On 14/05/05, James Bottomley wrote:
On May 5, 2014 3:36:38 PM PDT, Serge Hallyn
<serge.hallyn(a)ubuntu.com> wrote:
>Quoting James Bottomley (James.Bottomley(a)HansenPartnership.com):
>> On Mon, 2014-05-05 at 22:27 +0000, Serge Hallyn wrote:
>> > Quoting James Bottomley (James.Bottomley(a)HansenPartnership.com):
>> > > On Mon, 2014-05-05 at 17:48 -0400, Richard Guy Briggs wrote:
>> > > > On 14/05/05, Serge E. Hallyn wrote:
>> > > > > Quoting James Bottomley
>(James.Bottomley(a)HansenPartnership.com):
>> > > > > > On Tue, 2014-04-22 at 14:12 -0400, Richard Guy Briggs
>wrote:
>> > > > > > > Questions:
>> > > > > > > Is there a way to link serial numbers of
namespaces
>involved in migration of a
>> > > > > > > container to another kernel? (I had a brief look
at
>CRIU.) Is there a unique
>> > > > > > > identifier for each running instance of a kernel?
Or at
>least some identifier
>> > > > > > > within the container migration realm?
>> > > > > >
>> > > > > > Are you asking for a way of distinguishing an migrated
>container from an
>> > > > > > unmigrated one? The answer is pretty much
"no" because the
>job of
>> > > > > > migration is to restore to the same state as much as
>possible.
>> > > > > >
>> > > > > > Reading between the lines, I think your goal is to
>correlate audit
>> > > > > > information across a container migration, right?
Ideally
>the management
>> > > > > > system should be able to cough up an audit trail for a
>container
>> > > > > > wherever it's running and however many times
it's been
>migrated?
>> > > > > >
>> > > > > > In that case, I think your idea of a numeric serial
number
>in a dense
>> > > > > > range is wrong. Because the range is dense you're
>obviously never going
>> > > > > > to be able to use the same serial number across a
>migration. However,
>> > > > >
>> > > > > Ah, but I was being silly before, we can actually address
>this pretty
>> > > > > simply. If we just (for instance) add
>> > > > > /proc/self/ns/{ic,mnt,net,pid,user,uts}_seq containing the
>serial number
>> > > > > for the relevant ns for the task, then criu can dump this
>info at
>> > > > > checkpoint. Then at restart it can dump an audit message
per
>task and
>> > > > > ns saying old_serial=%x,new_serial=%x. That way the audit
>log reader
>> > > > > can if it cares keep track.
>> > > >
>> > > > This is the sort of idea I had in mind...
>> > >
>> > > OK, but I don't understand then why you need a serial number.
>There are
>> > > plenty of things we preserve across a migration, like namespace
>name for
>> > > instance. Could you explain what function it performs because I
>think I
>> > > might be missing something.
>> >
>> > We're looking ahead to a time when audit is namespaced, and a
>container
>> > can keep its own audit logs (without limiting what the host audits
>of
>> > course). So if a container is auditing suspicious activity by some
>> > task in a sub-namesapce, then the whole parent container gets
>migrated,
>> > after migration we want to continue being able to correlate the
>namespaces.
>> >
>> > We're also looking at audit trails on a host that is up for years.
>We
>> > would like every namespace to be uniquely logged there. That is
>why
>> > inode #s on /proc/self/ns/* are not sufficient, unless we add a
>generation
>> > # (which would end more complicated, not less, than a serial #).
>>
>> Right, but when the contaner has an audit namespace, that namespace
>has
>> a name,
>
>What ns has a name?
The netns for instance.
> The audit ns can be tied to 50 pid namespaces, and
>we
>want to log which pidns is responsible for something.
>
>If you mean the pidns has a name, that's the problem... it does not,
>it
>only has a inode # which may later be re-use.

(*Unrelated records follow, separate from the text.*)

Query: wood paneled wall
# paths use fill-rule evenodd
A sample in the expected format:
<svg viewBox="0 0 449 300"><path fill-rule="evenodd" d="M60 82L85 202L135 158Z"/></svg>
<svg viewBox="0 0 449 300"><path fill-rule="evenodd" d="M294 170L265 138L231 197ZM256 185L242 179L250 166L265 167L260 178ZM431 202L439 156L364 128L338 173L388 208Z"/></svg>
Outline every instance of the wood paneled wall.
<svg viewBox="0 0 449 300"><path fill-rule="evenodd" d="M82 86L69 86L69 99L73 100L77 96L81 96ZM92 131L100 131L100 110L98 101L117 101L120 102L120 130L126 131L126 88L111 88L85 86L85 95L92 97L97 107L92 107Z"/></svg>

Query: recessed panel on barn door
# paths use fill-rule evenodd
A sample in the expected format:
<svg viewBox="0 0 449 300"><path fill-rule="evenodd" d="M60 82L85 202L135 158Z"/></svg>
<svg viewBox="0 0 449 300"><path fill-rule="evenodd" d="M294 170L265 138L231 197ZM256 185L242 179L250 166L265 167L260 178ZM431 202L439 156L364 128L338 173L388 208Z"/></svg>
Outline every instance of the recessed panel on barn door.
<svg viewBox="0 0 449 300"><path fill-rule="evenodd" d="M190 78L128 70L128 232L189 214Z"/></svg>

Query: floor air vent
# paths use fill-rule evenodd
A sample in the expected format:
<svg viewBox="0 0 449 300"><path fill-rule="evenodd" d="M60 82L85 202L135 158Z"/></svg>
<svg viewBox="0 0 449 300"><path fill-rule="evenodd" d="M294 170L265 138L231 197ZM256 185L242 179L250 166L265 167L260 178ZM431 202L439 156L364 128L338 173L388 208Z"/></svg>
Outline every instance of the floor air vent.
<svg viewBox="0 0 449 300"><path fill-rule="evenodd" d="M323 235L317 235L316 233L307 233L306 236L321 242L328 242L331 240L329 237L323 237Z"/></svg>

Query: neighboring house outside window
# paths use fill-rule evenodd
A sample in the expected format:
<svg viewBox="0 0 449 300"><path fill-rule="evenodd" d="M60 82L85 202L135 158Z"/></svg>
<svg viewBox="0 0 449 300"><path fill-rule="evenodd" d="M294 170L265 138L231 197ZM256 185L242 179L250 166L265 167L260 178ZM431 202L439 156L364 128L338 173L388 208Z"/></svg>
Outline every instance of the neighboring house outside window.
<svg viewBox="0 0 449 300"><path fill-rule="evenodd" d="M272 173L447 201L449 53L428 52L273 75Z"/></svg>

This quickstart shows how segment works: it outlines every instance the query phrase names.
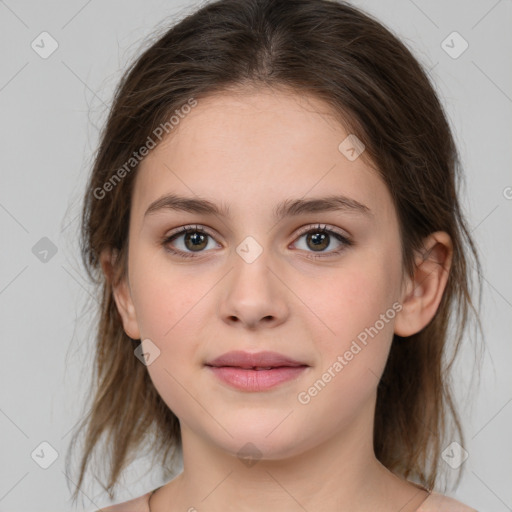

I still think there's a miscommunication somewhere: I believe you just
need a stable id to tie the audit to, so why not just give the audit
namespace a name like net? The id would then be durable across
migrations.
Audit does not have its own namespace (yet). That idea is being
considered, but we would prefer to avoid it if it makes sense to tie it
in with an existing namespace. The pid and user namespaces, being
heierarchical seem to make the most sense so far, but we are proceeding
very carefully to avoid creating a security nightmare in the process.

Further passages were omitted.